Я лишь улыбнулся, совсем не обижаясь на слова слуги. Мы пробыли слишком много времени вместе и слишком многое разделили на двоих, чтобы обижаться друг на друга по пустякам. У каждого бывает дурное настроение. Порой бедолаге Паскалю приходится терпеть мой несносный характер, а я упрям не меньше нерадивого ишака.
А главное мы оба прекрасно понимали нелепость слов Паскаля. Рыжий камердинер любил путешествия и приключения не меньше моего. Возьми и начни я сидящий образ жизни, заковав досуг стенами дома, кто знает, чей бы вопль боли раздался раньше. Не усидел бы Паскаль подобно лягушке. Это знал я, знал и он, оттого собственно и дулся.
– Подъезжаем, сэр, - коротко изрек слуга, отодвинув занавески и выглянув в окно.
Экипаж проехал еще немного, колеса шуршали по мелкой гальке, усыпанной в изобилии на дороге, а затем остановился. Устало фыркнули лошади, а кучер спрыгнул с козлов, пророкотав:
– Прибыли, господин!
Я следом за Паскалем неспешно покинул салон экипажа. Глубоко вздохнул, ощущая чистый прохладный воздух и душистый аромат ранних цветов и новой листвы. Затем огляделся.
Старый милый дом!
Как давно я здесь не появлялся! Пять лет? А словно все двадцать. И ничего ведь не изменилось! Мраморный фонтан, на пьедестале которого в виде морской волны парило два дельфина. Ярдов десять правее уютная беседка, увитая алым плющом. А еще дальше, на открытой площадке находились стенды для стрельбы из луков. Там мы часто пропадали с Филиппом и Михелем, оттачивая мастерство. Надо признать Михель всегда стрелял лучше остальных. А Филиппу удавалось искусней отвертеться от наказаний, каждый раз, когда стрела промахивалась и разбивала стекло оранжереи, находящейся недалеко от нашего стрельбища.
Я улыбнулся воспоминаниям. Как я любил бродить по аллеи, ходить мимо кленов, дубов и вязов, наблюдать как дикий виноград с каждым годом все сильнее обвивает стальную ограду забора, поглощая ветвями холодное железо. Теперь виноград разросся еще сильней, лишь кое-где виднелись узоры прорех.
Старый милый дом - вот он, молчаливо замер, приветствуя отпрыска, воспитавшего в своих крепких стенах. Дом, где происходили и радости и ссоры, обиды и примирения, но где, несмотря на все, нам всегда было безопасно. Он сохранил не одно поколение Лефевров, трепетно оберегая хозяев, будто мать детей.
Я стоял, всматривался в детали, а перед глазами возникали картины из детства.

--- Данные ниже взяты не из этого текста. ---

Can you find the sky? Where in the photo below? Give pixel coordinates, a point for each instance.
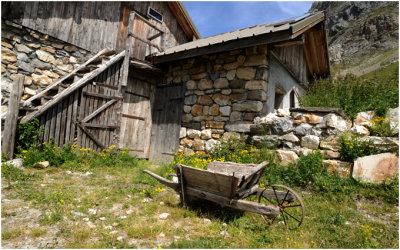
(212, 18)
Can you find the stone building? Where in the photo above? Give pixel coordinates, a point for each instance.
(139, 76)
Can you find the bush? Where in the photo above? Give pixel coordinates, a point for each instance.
(380, 126)
(353, 94)
(28, 134)
(352, 147)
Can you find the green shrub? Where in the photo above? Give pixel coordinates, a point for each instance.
(28, 134)
(352, 147)
(353, 94)
(380, 126)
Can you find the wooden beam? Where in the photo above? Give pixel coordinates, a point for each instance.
(288, 43)
(125, 64)
(226, 46)
(29, 101)
(160, 48)
(10, 125)
(72, 88)
(91, 136)
(98, 111)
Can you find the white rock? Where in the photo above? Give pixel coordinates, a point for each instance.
(283, 112)
(375, 168)
(310, 141)
(210, 144)
(182, 133)
(207, 221)
(163, 216)
(92, 211)
(361, 130)
(206, 134)
(193, 133)
(224, 233)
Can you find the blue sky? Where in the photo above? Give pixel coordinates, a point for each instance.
(212, 18)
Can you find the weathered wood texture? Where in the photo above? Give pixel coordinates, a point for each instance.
(136, 120)
(293, 57)
(10, 125)
(98, 120)
(96, 25)
(166, 115)
(216, 183)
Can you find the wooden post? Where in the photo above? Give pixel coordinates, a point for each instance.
(125, 65)
(10, 125)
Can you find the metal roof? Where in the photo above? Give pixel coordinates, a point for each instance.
(295, 25)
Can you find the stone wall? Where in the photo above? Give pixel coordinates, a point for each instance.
(40, 58)
(224, 93)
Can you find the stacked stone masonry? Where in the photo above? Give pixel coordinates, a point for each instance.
(40, 58)
(224, 93)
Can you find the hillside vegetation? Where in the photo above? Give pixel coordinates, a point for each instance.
(377, 90)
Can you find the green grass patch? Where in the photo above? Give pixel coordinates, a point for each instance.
(376, 91)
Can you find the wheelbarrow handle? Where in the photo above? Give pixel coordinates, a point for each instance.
(175, 186)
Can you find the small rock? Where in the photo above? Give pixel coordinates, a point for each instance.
(207, 221)
(78, 213)
(224, 233)
(92, 211)
(163, 216)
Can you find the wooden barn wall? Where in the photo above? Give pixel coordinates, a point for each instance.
(293, 56)
(96, 25)
(173, 36)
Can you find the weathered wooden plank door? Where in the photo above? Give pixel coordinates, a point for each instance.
(100, 102)
(167, 115)
(136, 117)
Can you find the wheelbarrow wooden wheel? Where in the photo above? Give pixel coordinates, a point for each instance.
(290, 205)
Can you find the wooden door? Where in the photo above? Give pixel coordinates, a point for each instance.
(136, 117)
(167, 115)
(99, 107)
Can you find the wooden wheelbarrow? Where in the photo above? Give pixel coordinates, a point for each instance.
(228, 184)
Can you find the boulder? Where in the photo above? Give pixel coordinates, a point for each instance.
(310, 141)
(206, 134)
(289, 137)
(376, 168)
(340, 167)
(330, 143)
(303, 129)
(241, 126)
(286, 156)
(270, 141)
(193, 133)
(363, 117)
(210, 144)
(360, 130)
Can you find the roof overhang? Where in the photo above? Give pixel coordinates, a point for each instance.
(183, 18)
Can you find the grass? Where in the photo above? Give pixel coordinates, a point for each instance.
(332, 220)
(377, 91)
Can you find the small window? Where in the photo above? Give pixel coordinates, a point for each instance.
(155, 14)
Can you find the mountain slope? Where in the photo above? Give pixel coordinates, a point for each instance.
(362, 36)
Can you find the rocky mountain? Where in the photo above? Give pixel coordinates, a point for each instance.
(362, 36)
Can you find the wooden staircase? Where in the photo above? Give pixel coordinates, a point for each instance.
(39, 103)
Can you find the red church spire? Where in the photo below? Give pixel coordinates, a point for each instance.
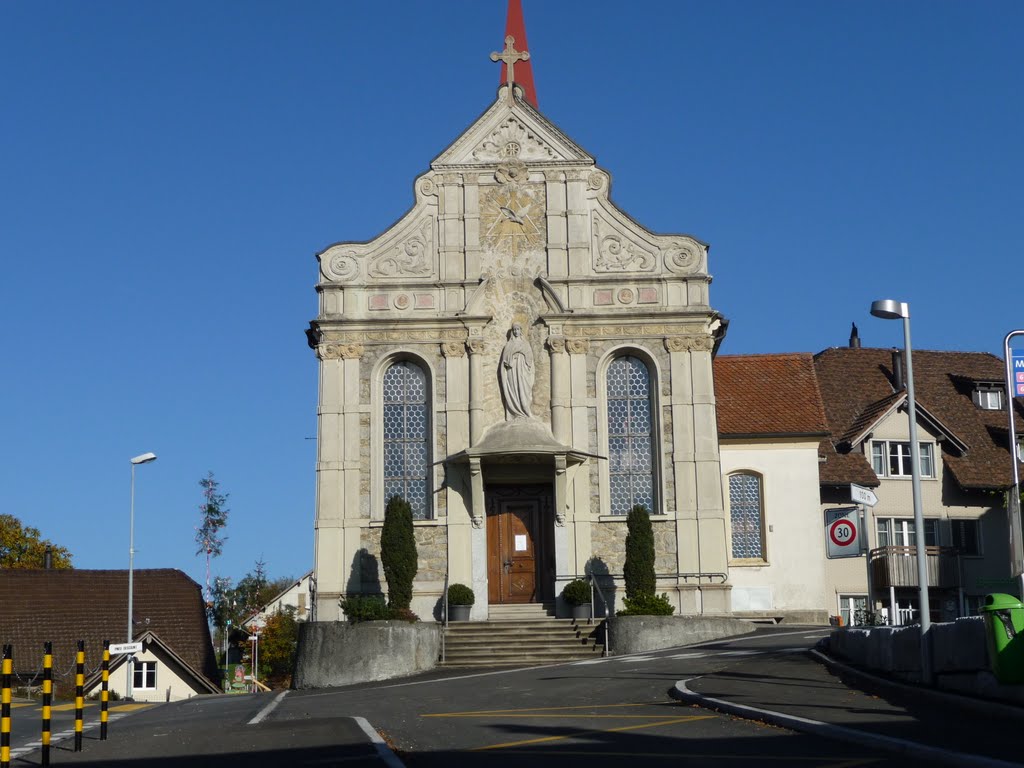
(516, 28)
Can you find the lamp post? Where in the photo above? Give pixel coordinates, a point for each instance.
(889, 309)
(143, 459)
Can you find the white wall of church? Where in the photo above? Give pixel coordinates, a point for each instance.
(792, 576)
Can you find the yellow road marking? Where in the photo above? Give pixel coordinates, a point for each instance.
(674, 721)
(69, 707)
(130, 708)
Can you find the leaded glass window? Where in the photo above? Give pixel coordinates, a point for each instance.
(406, 436)
(744, 512)
(631, 450)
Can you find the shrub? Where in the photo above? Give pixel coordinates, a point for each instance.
(639, 568)
(365, 608)
(398, 552)
(647, 605)
(460, 594)
(577, 592)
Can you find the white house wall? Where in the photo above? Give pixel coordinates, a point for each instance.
(793, 577)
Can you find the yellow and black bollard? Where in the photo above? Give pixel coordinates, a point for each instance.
(5, 710)
(79, 697)
(47, 700)
(104, 691)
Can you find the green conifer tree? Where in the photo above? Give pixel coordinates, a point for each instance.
(398, 554)
(639, 569)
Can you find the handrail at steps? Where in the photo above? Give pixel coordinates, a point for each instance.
(595, 586)
(443, 614)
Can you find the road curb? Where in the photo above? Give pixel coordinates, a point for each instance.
(838, 732)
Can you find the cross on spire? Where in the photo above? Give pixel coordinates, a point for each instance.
(515, 32)
(509, 56)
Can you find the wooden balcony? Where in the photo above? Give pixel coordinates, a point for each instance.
(897, 566)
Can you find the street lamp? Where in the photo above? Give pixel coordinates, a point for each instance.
(889, 309)
(143, 459)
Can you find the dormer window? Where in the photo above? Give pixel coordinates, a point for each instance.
(988, 397)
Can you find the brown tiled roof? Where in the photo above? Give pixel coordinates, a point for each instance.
(856, 386)
(768, 394)
(65, 606)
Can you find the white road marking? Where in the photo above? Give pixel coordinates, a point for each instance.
(383, 751)
(267, 710)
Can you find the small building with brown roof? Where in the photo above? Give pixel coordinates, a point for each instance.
(963, 429)
(67, 606)
(770, 423)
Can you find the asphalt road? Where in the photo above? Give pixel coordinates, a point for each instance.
(598, 713)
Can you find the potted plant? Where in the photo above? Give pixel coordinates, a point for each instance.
(577, 594)
(461, 599)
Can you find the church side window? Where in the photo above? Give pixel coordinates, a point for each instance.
(406, 435)
(631, 459)
(745, 513)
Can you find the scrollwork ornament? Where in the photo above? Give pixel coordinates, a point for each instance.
(682, 257)
(342, 265)
(454, 349)
(350, 351)
(556, 344)
(512, 171)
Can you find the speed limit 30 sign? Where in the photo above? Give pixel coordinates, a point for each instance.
(843, 534)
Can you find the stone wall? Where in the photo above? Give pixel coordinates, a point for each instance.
(333, 653)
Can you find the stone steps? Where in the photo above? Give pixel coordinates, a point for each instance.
(520, 642)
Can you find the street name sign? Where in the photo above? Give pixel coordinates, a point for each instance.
(1018, 372)
(843, 534)
(860, 495)
(118, 648)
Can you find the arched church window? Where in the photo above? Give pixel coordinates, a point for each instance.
(631, 454)
(407, 459)
(747, 516)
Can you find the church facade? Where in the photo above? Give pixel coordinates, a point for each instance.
(523, 363)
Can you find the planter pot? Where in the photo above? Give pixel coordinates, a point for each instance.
(581, 611)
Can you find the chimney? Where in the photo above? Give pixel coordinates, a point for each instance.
(898, 382)
(854, 337)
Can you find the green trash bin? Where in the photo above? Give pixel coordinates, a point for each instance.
(1005, 627)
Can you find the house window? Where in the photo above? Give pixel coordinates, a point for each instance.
(988, 398)
(853, 609)
(144, 676)
(747, 516)
(899, 531)
(406, 436)
(892, 459)
(966, 537)
(631, 452)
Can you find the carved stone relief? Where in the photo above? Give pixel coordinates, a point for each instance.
(682, 256)
(512, 139)
(615, 253)
(411, 258)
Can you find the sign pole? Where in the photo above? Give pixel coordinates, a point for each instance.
(1015, 388)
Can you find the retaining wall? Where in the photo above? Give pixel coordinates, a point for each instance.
(333, 653)
(639, 634)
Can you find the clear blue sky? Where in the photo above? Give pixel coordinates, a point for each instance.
(169, 169)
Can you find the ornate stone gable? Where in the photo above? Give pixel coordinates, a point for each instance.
(517, 131)
(408, 250)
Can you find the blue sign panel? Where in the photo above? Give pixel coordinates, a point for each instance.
(1017, 371)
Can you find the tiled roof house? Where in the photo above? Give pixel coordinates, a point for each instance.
(65, 606)
(964, 432)
(770, 424)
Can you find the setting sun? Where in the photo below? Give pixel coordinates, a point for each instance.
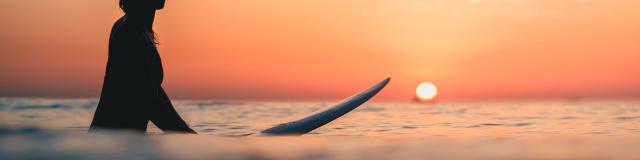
(426, 91)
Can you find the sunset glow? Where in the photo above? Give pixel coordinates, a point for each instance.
(301, 49)
(426, 91)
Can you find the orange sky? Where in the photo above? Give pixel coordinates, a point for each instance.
(329, 49)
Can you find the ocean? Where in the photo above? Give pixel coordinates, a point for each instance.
(44, 128)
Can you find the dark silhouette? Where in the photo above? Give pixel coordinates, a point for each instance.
(132, 94)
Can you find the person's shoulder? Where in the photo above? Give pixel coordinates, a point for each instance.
(122, 28)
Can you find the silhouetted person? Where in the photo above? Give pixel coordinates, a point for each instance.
(132, 94)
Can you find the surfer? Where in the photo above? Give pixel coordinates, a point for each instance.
(131, 93)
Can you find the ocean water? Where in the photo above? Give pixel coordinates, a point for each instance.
(38, 128)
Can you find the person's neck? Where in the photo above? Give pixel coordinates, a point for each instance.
(142, 19)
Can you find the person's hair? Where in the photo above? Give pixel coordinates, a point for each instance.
(128, 5)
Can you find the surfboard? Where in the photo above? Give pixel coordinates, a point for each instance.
(323, 116)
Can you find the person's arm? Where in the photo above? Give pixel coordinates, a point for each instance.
(166, 118)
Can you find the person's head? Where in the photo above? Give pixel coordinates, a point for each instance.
(140, 6)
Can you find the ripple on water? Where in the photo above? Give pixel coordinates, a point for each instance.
(626, 118)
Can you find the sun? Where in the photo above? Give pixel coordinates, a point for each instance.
(426, 91)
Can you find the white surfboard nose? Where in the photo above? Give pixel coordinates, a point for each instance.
(326, 115)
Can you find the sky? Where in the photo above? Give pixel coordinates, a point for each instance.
(330, 49)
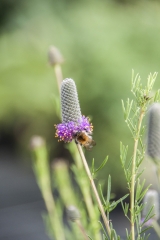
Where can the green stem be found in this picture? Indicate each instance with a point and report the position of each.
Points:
(86, 192)
(156, 228)
(79, 224)
(133, 181)
(106, 221)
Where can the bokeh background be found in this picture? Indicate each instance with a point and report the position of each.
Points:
(101, 41)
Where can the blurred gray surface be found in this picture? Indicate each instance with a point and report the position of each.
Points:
(21, 205)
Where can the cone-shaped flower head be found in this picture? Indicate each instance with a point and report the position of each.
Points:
(150, 200)
(153, 137)
(69, 101)
(72, 119)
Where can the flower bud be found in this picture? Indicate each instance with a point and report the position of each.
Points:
(37, 142)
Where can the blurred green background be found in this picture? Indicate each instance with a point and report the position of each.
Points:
(101, 41)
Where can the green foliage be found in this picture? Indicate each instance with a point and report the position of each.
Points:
(100, 45)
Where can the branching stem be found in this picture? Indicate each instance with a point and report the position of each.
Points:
(133, 181)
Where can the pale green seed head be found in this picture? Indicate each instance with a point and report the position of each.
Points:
(69, 102)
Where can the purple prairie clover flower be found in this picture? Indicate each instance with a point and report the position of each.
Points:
(72, 119)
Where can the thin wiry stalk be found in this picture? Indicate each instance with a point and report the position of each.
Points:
(106, 221)
(133, 181)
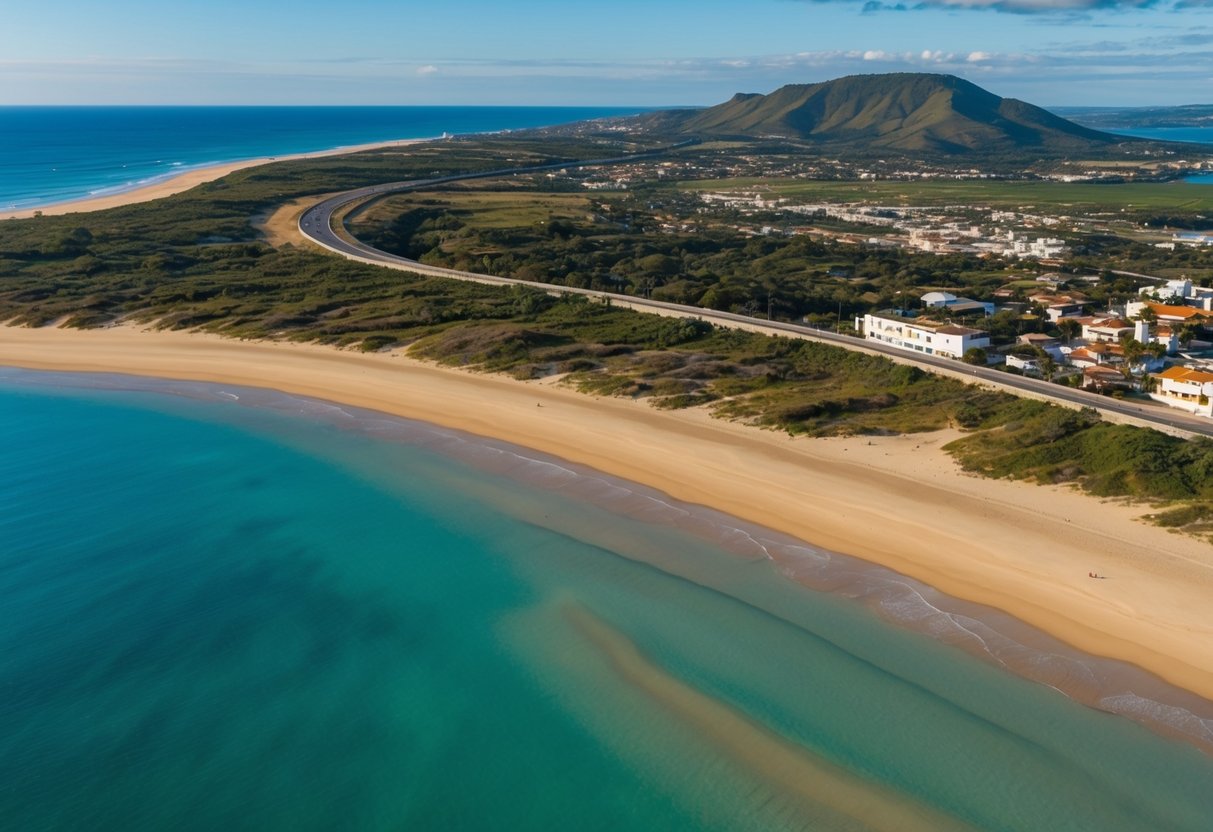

Вот по той тропинке бежит Михель, разгоряченный, перепуганный, а за ним гонится Филипп с кнутом и время от времени слышатся удар и вопли боли. Это случилось, когда Михель сломал макет корабля, который несколько месяцев клеил с усердием старший брат.
А вот в беседке прячусь я сам. Рассерженный дворецкий пытается понять, кто разбил вазу с цветами, нашел мяч и ищет виновника.
А у старого пруда, где нашли вольготное пристанище серебристые карпы, мы с Михелем в тщетной попытке разжечь трубку с табаком, взятую тайком у отца, попадаемся ему на глаза. И долго потом сожалеем о проступке, не в силах сесть из-за боли в высеченных мягких местах.
Сколько воспоминаний. Детских, юношеских, плохих и хороших.
Пока я предавался воспоминаниям, Паскаль уже развил бурную деятельность. Покрикивая на подоспевших слуг, он велел одним нести в комнату господина дорожные чемоданы, другим велел нагреть воды в ванну для молодого хозяина, третьих ругал, чтобы не путались под ногами.
Неуемный рыжий вихрь - эпицентр кипучей энергии - вот кем был сейчас Паскаль.
– А ты чего встал истуканом?
– накинулся камердинер на Делмера. Вон Кей был наверно единственным, кто не поддался суматохе, возникшей под руководством Паскаля.